Wennappuwa is a town in Puttalam District, North Western Province, Sri Lanka. It is  north of Negombo.

The village of Wennappuwa is mentioned in the Culavamsa as a small farming hamlet.

History 
A church made of wattle and daub, consecrated to St. Joseph, was put up in Gangoda in 1850. Very Rev. Fr. Contentious Chounavel (OMI) a French Missionary and the founder of the church arrived at Wennappuwa between 1861 and 1863 A.D. 300 families lived there at the time. His intention was to gather those families whose faith was strong and visible, under one roof. The roads were coming up and he realized that a new church should be built by the main road in order to accommodate the growth.
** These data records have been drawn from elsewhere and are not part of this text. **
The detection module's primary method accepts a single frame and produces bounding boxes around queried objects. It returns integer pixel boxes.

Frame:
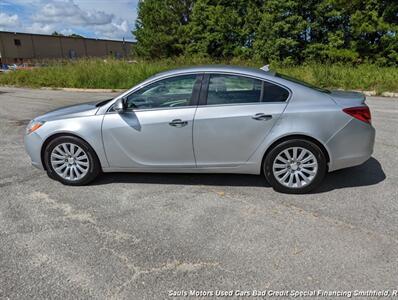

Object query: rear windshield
[275,73,330,94]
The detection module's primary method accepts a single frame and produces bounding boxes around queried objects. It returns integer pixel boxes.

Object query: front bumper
[24,132,44,170]
[326,119,376,171]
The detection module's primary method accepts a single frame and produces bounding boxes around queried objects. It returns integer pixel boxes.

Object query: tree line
[133,0,398,66]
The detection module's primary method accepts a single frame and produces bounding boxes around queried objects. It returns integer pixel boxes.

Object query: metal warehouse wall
[0,31,134,63]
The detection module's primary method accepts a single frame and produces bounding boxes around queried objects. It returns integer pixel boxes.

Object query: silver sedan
[25,66,375,193]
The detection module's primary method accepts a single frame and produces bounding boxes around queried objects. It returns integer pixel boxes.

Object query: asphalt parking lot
[0,87,398,299]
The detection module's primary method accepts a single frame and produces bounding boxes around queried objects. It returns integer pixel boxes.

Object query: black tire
[263,139,327,194]
[44,136,101,186]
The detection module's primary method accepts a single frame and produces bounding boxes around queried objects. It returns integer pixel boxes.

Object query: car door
[193,74,290,168]
[102,75,201,169]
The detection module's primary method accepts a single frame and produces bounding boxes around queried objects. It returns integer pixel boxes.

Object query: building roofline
[0,30,136,44]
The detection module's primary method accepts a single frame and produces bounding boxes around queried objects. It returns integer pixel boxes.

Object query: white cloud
[33,1,113,25]
[0,12,20,28]
[0,0,134,40]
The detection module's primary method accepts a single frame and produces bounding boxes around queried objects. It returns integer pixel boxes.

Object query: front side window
[207,74,289,105]
[126,75,196,109]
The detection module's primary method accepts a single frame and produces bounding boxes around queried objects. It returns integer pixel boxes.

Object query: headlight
[26,120,44,134]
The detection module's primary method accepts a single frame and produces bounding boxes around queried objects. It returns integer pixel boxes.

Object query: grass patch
[0,58,398,94]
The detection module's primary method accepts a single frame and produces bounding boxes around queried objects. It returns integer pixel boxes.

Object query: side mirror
[113,97,127,114]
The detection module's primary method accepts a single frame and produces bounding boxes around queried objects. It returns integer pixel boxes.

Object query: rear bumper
[24,132,44,170]
[326,119,376,171]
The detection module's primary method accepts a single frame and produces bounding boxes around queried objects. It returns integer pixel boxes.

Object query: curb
[46,87,398,98]
[40,87,127,93]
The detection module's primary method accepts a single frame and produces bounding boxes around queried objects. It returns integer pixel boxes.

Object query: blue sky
[0,0,138,40]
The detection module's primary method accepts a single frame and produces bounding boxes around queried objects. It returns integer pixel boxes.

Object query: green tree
[133,0,194,58]
[253,0,308,62]
[187,0,263,58]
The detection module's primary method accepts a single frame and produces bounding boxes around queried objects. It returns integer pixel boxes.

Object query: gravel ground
[0,87,398,299]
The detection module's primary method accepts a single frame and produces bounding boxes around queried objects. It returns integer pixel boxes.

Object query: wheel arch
[261,134,330,172]
[40,132,102,171]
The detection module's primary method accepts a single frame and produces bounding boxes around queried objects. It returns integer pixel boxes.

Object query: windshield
[275,73,330,94]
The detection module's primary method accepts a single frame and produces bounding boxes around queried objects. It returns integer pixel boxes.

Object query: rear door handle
[252,113,272,121]
[169,119,188,127]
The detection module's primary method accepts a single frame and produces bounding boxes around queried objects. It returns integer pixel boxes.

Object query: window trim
[198,72,292,107]
[107,73,203,113]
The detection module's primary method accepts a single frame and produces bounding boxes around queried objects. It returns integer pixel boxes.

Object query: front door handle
[169,119,188,127]
[252,113,272,121]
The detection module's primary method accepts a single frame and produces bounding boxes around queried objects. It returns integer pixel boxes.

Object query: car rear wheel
[263,139,326,194]
[44,136,101,185]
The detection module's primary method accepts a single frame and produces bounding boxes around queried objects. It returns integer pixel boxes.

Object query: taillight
[343,106,372,124]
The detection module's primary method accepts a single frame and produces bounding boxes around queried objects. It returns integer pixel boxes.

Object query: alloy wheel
[272,147,318,188]
[50,143,90,181]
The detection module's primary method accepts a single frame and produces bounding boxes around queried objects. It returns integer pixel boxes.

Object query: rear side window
[207,74,289,105]
[261,81,289,102]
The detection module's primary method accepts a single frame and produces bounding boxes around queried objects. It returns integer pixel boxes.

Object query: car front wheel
[44,136,101,185]
[263,140,326,194]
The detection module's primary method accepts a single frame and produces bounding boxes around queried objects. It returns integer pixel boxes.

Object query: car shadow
[92,173,270,187]
[312,157,386,194]
[92,157,386,194]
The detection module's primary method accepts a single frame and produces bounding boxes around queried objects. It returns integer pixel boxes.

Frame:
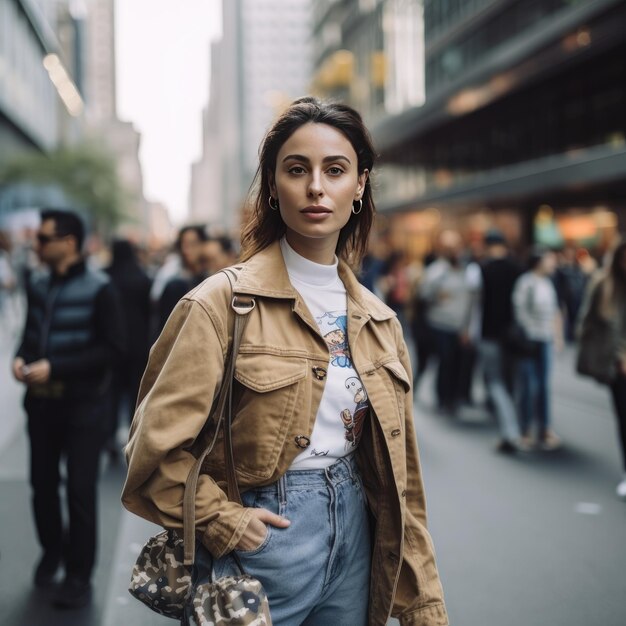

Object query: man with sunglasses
[13,210,125,608]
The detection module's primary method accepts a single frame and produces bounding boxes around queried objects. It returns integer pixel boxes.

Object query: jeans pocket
[235,524,273,557]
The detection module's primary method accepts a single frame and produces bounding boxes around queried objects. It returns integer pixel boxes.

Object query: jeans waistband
[249,454,359,499]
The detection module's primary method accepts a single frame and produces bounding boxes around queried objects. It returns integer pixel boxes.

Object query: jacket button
[294,435,311,449]
[313,367,326,380]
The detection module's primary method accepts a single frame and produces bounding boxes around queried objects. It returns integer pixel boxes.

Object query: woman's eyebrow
[283,154,350,163]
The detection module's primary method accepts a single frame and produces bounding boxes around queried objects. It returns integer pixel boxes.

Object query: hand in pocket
[235,509,291,552]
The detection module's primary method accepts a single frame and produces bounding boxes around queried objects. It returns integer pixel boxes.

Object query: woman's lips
[300,205,331,215]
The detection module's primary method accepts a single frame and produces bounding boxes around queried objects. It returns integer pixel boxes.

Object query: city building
[81,0,152,241]
[0,0,83,219]
[190,0,314,232]
[311,0,425,125]
[316,0,626,253]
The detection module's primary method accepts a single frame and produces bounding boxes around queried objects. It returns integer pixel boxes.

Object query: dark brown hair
[241,97,376,263]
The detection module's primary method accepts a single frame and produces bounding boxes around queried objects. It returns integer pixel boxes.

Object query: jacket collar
[235,241,396,321]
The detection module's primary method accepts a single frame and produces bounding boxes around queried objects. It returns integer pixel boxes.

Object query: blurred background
[0,0,626,626]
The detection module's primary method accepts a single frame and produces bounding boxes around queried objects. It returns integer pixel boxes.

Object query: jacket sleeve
[392,325,448,626]
[122,298,251,558]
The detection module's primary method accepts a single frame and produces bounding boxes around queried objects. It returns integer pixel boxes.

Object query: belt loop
[341,455,354,480]
[277,474,287,506]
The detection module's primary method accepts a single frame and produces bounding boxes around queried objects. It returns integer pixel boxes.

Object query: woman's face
[270,122,368,264]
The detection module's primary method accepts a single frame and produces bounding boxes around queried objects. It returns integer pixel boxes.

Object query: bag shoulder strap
[183,268,256,565]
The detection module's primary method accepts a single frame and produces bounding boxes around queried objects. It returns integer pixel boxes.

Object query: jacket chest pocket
[232,352,307,478]
[361,359,411,437]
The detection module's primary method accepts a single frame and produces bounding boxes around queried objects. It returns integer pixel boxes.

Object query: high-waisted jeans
[185,458,371,626]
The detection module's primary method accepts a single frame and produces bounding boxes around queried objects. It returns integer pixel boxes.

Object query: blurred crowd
[363,229,626,498]
[0,210,626,608]
[0,224,237,450]
[0,224,626,490]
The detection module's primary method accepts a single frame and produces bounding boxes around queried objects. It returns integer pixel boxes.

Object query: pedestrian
[105,239,151,461]
[156,225,209,334]
[202,235,237,276]
[479,229,521,453]
[555,245,590,343]
[420,230,473,415]
[578,243,626,499]
[13,210,124,608]
[123,97,448,626]
[513,247,563,450]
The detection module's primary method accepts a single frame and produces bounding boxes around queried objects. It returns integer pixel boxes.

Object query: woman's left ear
[354,170,370,200]
[267,170,277,198]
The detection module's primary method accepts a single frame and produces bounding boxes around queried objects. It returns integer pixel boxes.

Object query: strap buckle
[230,295,256,315]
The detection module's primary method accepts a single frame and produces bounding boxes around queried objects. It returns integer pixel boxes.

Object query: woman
[123,98,448,626]
[513,248,562,450]
[578,243,626,499]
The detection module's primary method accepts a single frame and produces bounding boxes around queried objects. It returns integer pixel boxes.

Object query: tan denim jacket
[122,243,448,626]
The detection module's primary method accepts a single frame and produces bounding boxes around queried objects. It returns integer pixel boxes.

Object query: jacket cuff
[202,503,252,559]
[398,602,450,626]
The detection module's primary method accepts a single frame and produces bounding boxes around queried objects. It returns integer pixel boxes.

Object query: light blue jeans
[185,455,371,626]
[519,341,552,441]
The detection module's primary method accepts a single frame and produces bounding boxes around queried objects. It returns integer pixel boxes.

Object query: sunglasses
[37,233,67,246]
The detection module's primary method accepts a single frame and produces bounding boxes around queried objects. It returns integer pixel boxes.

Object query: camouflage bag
[193,574,272,626]
[128,530,191,619]
[128,286,272,626]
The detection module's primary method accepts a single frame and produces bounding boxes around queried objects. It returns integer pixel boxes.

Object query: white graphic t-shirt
[280,237,369,469]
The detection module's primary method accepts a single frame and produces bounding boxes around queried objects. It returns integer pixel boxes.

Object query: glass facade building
[366,0,626,246]
[0,0,59,154]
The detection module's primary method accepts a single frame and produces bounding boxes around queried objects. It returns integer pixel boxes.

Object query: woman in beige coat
[123,98,448,626]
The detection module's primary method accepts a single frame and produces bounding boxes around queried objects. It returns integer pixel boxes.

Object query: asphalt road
[0,322,626,626]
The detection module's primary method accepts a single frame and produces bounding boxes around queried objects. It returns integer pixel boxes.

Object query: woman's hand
[235,509,291,551]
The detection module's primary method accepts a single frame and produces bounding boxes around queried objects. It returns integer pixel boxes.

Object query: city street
[0,320,626,626]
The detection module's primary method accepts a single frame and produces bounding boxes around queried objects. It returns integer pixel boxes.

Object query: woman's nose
[308,173,324,198]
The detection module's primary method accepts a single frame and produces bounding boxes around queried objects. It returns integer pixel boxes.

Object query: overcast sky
[115,0,221,224]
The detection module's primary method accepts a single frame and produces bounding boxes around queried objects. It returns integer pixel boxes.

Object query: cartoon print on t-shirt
[317,311,352,367]
[341,376,369,449]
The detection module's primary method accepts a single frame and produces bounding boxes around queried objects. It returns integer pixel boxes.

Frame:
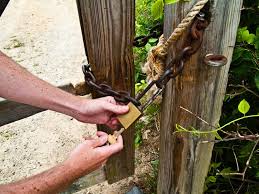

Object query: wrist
[61,159,84,179]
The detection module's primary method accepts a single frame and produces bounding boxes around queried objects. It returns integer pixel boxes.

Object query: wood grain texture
[157,0,245,194]
[64,168,106,194]
[0,84,76,126]
[77,0,135,183]
[0,0,10,17]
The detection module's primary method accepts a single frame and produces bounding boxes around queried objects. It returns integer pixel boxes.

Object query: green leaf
[151,0,164,20]
[255,72,259,90]
[207,176,217,183]
[217,167,233,178]
[256,26,259,37]
[246,34,256,44]
[210,162,221,169]
[148,38,158,43]
[145,43,152,52]
[165,0,180,4]
[213,131,222,140]
[238,99,250,115]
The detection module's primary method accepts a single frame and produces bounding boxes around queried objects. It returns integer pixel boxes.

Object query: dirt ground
[0,0,157,194]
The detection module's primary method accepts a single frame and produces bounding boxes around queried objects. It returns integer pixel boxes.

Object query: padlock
[117,102,142,129]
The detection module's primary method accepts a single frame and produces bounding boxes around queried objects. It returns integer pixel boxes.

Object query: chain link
[83,14,208,111]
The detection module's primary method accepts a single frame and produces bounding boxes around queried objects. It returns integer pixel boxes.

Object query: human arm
[0,51,128,128]
[0,132,123,194]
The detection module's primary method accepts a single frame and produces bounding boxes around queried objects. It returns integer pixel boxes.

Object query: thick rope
[142,0,209,81]
[164,0,209,52]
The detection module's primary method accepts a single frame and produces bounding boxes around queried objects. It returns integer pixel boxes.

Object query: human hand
[75,96,129,129]
[64,131,123,176]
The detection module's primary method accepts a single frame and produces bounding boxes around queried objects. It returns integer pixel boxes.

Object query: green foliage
[238,99,250,115]
[147,160,159,194]
[151,0,164,20]
[204,0,259,194]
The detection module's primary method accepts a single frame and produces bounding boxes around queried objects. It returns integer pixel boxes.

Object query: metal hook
[204,54,228,67]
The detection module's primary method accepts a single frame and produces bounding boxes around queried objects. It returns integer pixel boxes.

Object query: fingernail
[100,135,108,143]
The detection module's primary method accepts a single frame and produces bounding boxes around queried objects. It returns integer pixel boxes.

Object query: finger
[103,96,116,104]
[90,134,108,148]
[96,131,108,137]
[105,103,129,114]
[96,135,123,157]
[106,121,119,130]
[83,136,94,140]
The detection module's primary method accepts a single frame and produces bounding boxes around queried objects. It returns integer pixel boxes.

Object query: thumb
[90,135,108,148]
[105,103,129,114]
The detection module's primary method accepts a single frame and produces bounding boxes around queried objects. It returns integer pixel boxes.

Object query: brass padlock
[117,102,142,129]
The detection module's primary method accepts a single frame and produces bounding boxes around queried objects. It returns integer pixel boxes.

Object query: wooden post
[0,0,10,17]
[157,0,242,194]
[77,0,135,183]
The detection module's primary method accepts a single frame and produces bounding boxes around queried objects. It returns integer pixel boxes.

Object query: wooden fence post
[77,0,135,183]
[157,0,245,194]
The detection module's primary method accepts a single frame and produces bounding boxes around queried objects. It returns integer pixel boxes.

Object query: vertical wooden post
[157,0,242,194]
[77,0,135,183]
[0,0,10,17]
The brother of Utuwankande Sura Saradiel of Mawanella lived with his family at Haldanduwana and learnt sculpture under Rev. Fr. Chounavel, the Parish Priest of Haldanduwana and a master of sculpture. The historical statue of St. Joseph on the front facade of the St. Joseph's Church Wennappuwa was sculpted by him.

The church (1880 AD), which is a symbol of unity and co-existence, stands by the Negombo-Chilaw main road.

Education 
Wennapuwa is home to the Joseph Vaz College and the Holy Family Girls' School. and a few schools.

Economy 
Wennappuwa town has more than 500 businesses. The Wennappuwa Business association is the largest business association there. It represents almost all businesses. Recently they developed the nearby lake. Wennappuwa became known as Little Italy because of the number of people who migrated to Italy and earn Euros. All the state banks and many private banks operate there.

References

 The historical facts on Wennappuwa and the church were extracted from the magazine 'Siyawas Jubilee Samaruwa' published at the centenary celebrations in 1981.